La sconfitta di Sanders contro Biden ha stemperato l’approccio socialista dei dem?
Le idee di Sanders, seppur molto attuali, sono troppo avanzate e radicali per l’elettorato democratico. I dem hanno avuto necessità di trovare una figura moderata e mediana come Biden, che a mio parere ha trovato nel ticket con Kamala Harris un modo per strizzare l’occhio all’elettorato di Sanders e raccogliere il consenso della sinistra.
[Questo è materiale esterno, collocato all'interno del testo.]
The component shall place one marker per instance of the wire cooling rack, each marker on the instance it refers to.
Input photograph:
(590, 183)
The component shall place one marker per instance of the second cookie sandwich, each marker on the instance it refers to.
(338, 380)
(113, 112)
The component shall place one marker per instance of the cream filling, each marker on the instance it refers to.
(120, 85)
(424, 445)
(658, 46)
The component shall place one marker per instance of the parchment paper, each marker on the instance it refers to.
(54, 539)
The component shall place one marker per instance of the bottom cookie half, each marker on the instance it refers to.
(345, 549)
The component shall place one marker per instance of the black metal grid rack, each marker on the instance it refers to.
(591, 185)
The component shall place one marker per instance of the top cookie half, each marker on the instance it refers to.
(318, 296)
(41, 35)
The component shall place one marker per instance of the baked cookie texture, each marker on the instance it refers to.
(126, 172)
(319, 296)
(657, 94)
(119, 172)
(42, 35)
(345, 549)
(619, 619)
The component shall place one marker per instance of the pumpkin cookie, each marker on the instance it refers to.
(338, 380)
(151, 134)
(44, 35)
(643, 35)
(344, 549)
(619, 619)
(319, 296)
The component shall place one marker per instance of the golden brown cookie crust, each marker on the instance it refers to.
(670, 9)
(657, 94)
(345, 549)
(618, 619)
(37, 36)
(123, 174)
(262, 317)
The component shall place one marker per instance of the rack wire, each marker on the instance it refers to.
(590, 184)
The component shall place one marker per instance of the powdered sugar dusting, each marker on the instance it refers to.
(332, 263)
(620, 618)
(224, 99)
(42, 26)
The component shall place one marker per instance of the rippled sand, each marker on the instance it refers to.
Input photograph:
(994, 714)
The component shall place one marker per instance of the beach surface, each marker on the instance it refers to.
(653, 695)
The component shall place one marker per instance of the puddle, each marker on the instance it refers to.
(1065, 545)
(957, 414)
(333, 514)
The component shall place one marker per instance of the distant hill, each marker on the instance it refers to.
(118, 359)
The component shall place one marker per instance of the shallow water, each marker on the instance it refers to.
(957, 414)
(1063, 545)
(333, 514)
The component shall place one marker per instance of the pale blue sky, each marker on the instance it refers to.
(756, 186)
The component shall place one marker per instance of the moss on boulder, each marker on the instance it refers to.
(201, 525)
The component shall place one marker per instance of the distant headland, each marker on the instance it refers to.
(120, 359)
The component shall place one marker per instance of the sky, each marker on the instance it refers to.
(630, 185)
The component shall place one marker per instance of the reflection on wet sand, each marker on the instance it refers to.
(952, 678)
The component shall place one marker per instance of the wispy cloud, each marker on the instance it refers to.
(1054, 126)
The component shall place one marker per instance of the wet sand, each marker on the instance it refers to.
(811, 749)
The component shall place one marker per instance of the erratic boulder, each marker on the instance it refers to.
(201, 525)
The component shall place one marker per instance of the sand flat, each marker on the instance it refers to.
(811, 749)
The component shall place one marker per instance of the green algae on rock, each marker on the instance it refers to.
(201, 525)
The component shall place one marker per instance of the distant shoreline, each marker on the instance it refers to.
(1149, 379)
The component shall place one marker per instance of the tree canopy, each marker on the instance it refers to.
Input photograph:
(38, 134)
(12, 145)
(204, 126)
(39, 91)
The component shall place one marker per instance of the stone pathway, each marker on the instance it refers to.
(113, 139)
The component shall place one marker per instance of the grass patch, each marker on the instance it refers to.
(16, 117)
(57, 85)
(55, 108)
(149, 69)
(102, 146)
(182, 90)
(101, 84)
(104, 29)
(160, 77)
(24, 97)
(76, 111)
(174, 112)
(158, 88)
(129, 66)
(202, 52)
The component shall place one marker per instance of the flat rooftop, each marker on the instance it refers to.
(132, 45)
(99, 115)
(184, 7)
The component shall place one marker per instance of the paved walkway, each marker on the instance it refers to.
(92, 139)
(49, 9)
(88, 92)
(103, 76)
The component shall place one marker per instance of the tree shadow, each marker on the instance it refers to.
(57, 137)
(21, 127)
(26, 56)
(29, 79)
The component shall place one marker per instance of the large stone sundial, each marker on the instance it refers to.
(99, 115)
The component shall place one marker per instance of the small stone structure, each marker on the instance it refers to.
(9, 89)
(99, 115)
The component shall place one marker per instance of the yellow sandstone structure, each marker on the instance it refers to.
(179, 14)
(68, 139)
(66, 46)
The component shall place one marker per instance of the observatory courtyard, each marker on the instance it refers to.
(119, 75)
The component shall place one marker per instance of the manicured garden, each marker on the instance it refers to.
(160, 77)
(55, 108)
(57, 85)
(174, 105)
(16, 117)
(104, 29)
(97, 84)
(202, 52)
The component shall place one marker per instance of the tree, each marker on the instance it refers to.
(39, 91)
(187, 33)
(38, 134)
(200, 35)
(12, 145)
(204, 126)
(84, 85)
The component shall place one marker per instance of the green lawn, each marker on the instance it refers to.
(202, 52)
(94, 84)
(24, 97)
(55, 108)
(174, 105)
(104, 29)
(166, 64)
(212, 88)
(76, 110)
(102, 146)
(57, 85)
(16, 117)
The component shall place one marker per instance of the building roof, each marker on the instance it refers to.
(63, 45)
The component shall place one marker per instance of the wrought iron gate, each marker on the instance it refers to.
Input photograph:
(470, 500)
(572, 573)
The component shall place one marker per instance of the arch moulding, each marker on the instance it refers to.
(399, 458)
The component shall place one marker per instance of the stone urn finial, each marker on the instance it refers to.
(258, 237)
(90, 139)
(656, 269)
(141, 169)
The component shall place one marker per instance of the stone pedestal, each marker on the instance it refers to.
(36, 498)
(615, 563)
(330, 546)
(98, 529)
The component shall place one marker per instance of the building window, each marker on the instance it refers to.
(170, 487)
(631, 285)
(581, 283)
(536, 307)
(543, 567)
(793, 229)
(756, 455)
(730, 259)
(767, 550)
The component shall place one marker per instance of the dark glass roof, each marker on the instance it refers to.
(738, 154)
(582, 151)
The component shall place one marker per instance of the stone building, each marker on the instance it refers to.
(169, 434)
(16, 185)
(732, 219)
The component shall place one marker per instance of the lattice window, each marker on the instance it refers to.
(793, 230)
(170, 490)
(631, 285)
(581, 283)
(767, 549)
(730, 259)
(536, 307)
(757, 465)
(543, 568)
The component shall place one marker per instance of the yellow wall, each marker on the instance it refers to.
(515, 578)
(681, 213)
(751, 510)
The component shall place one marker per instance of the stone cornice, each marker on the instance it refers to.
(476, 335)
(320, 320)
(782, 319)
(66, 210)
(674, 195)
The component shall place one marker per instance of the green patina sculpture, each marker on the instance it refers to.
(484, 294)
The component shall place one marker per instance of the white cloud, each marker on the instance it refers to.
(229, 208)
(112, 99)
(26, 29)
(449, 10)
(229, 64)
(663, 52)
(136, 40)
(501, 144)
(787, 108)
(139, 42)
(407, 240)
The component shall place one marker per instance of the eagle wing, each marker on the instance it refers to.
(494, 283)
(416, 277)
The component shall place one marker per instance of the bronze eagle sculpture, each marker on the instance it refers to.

Molte idee socialiste sono state sposate da Biden e di conseguenza gli orientamenti del discorso socialista non si estingueranno e verranno portati avanti anche in caso di vittoria di Biden.
Quando sono nate le idee da cui traggono origine i Democratic Socialists of America?
Queste Idee non sono totalmente nuove negli USA, quando risaltano fuori queste idee si attinge anche dal passato perché sono stati tanti gli esponenti politici e le organizzazioni socialiste che hanno favorito questo processo di maturazione politica che hanno inciso nella società e che vediamo oggi. Si inizia a parlare di politica socialista a partire dal 1891 con il People’s Party, nel 1892 con la Omaha Platform in Nebraska, nel 1901 con il Partito Socialista degli Stati Uniti d’America fino ad arrivare a Martin Luther King e ai Democratic Socialists of America.
Il “pericolo socialista” è presente anche nei discorsi di Trump?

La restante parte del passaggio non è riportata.